Потом Иван Федотович попросил показать ему все заметки, взял карандаш и начал их читать, кое-что в них поправляя.
Тем временем в кабинет сошелся народ: кто в комбинезоне, кто в ватной куртке, кто в форменном кителе работника Метростроя.
Когда Иван Федотович кончил поправлять заметки, он объявил:
— Заседание проведем в шахткоме: свой кабинет я уступил пионерам. Так что, товарищи, попрошу туда. А вам, ребята, наказ: если меня будут спрашивать по телефону, отвечайте: он на заседании партийного бюро в шахткоме. Не напутаете?

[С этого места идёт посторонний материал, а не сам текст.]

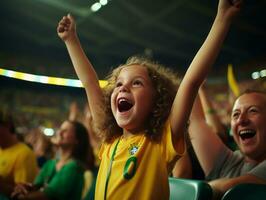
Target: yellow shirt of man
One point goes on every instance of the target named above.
(140, 167)
(18, 164)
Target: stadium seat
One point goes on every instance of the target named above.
(246, 191)
(188, 189)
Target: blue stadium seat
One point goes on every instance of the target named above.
(188, 189)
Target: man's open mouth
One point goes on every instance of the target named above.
(246, 134)
(124, 105)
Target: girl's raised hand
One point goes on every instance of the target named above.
(66, 28)
(229, 8)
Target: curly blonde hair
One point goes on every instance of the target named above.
(165, 83)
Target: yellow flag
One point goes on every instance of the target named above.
(232, 81)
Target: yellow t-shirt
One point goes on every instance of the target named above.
(140, 167)
(18, 164)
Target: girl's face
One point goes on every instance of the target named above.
(132, 98)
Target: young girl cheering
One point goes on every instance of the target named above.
(145, 133)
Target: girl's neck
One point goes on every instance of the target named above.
(128, 134)
(65, 156)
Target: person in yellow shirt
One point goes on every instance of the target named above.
(17, 161)
(140, 113)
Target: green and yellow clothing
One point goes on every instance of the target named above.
(18, 163)
(139, 169)
(67, 183)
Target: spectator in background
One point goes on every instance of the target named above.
(62, 178)
(223, 167)
(17, 161)
(40, 144)
(86, 119)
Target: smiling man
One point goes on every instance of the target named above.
(223, 167)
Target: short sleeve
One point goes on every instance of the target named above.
(259, 171)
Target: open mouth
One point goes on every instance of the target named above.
(246, 134)
(124, 105)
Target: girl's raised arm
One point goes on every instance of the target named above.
(67, 32)
(200, 67)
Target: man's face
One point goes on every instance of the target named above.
(248, 125)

— Не напутаем! — хором ответили ребята.
— Иван Федотович, — вспомнил вдруг Леня, — а какое название дадим газете?
— Какое? Давайте назовем ее «За первый поезд».
— А я, — сказал Вася, — нарисую этот первый поезд.
— Дельное предложение, — подтвердил Иван Федотович. — Нарисуй.
Друзья расстелили на столе бумагу и примерили на ней заметки, после чего Гафур вооружился линейкой и карандашом и принялся писать название, а Вася взялся за поезд.
Толя и Леня приступили к переписыванию заметок. Изредка они советовались, где лучше поставить точку, а где — запятую.
Когда Гафур кончил заголовок в карандаше, друзья поглядели — как будто хорошо, можно начинать и раскрашивать.
— Вы думаете, красками? — спросил Вася.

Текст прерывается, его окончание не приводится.